Data: The world’s most valuable asset
17 apr., 2026
At this week’s Semafor World Economy forum, policy makers, world leaders and technology CEOs like me gathered to talk about the economic opportunities that will shape the future of our world.
It’s probably no surprise that the dominant theme throughout the three-day forum was how the unprecedented technology transformations from AI, cloud services and connected systems are creating profound opportunities that will require all of us to navigate a new set of complexities and innovate in new ways.
It’s understandable that up to this point, the primary focus is on how we’re building the technology infrastructure to sustain the next era of growth. And while the headlines focus on memory shortages, they miss the bigger picture. What we’re seeing is not simply a supply constraint — it’s the result of unprecedented increases in data generation and data valuation. Data has shifted from being a commodity or cost center to a compounding strategic asset for nations, businesses and individuals. This asset fuels intelligence, automation, healthcare breakthroughs, economic opportunity and competitive differentiation.
Consider this: AI generated 15 billion photos in just 1.5 years, a volume that previously took 150 years.

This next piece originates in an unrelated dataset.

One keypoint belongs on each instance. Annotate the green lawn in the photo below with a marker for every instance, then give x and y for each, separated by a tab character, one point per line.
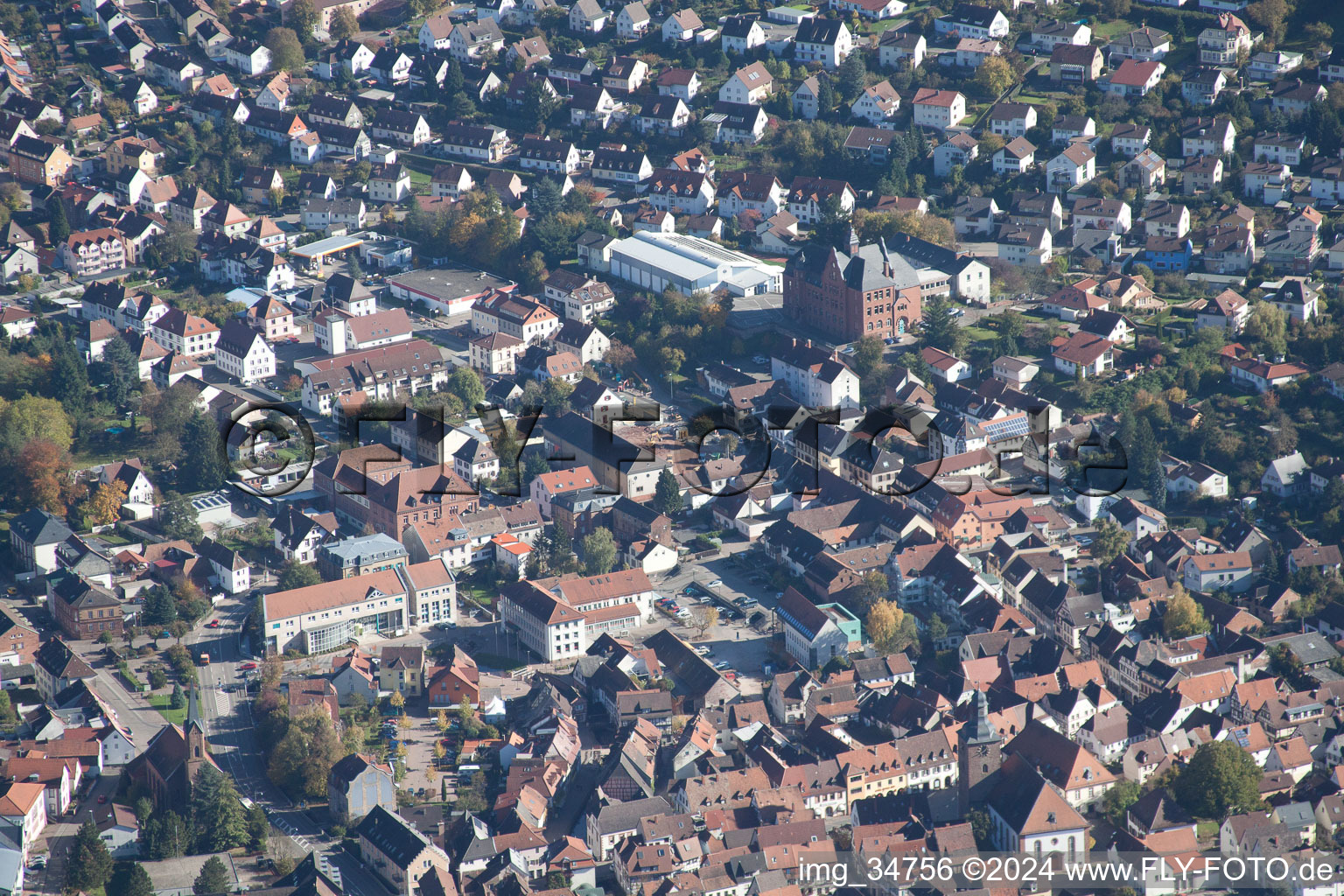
496	662
160	703
1109	30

A single minute of video is 100 times larger than a high-definition image. As the volume of data accelerates, so does its value … but only if it’s stored, protected and trusted.
We are entering a new era of data decentralization — storage in the cloud, yes, but increasingly closer to compute environments at the edge. This is critical for emerging technologies like robotics and autonomous systems, which by 2035 will generate over 20% of all global data, translating to multiple zettabytes annually.
From our vantage point at Seagate, we see AI as one driver of this decentralization, but not the only one. Modern computing applications — especially those harnessing unstructured video data — are pushing demand for mass-capacity storage both in the cloud and at the edge.
The central question our customers ask is: How can infrastructure scale so that data growth becomes a long-term asset rather than a constraint? The answer lies in innovation in data storage.
About 80% of the world’s data is stored on hard drives, and the engineering behind them is nothing short of remarkable. Today, we’re shipping 40TB drives thanks to breakthroughs in nanoscale photonics and micro-laser technology that enable our customers to expand capacity within the same footprint.
The innovative technologies within these drives is extraordinary, powered by nanoscale robots with the power to write data faster than hummingbird wings on tracks smaller than five atoms. Last quarter alone, Seagate shipped 190 exabytes, representing millions of these nanoscale robots at work.
At these seismic technology transformations begin to converge, I believe we are at an inflection point. The world is focused on AI models and applications, but the real conversation must also address the data itself: its protection, provenance, integrity and standards. This is not just a technology challenge, but an economic, societal and security imperative.
If we take a deliberate, collaborative approach to data — across technology, economics and policy — we can unlock its enormous value and create new opportunities for a better world.
The takeaway is clear: Innovation in storage is the foundation everything else is built on, whether it’s AI, the cloud, advanced manufacturing, every digital breakthrough. I’m convinced now more than ever that those who can store more data, access it faster and trust its integrity will have a decisive edge in economic competitiveness and security in the decades to come.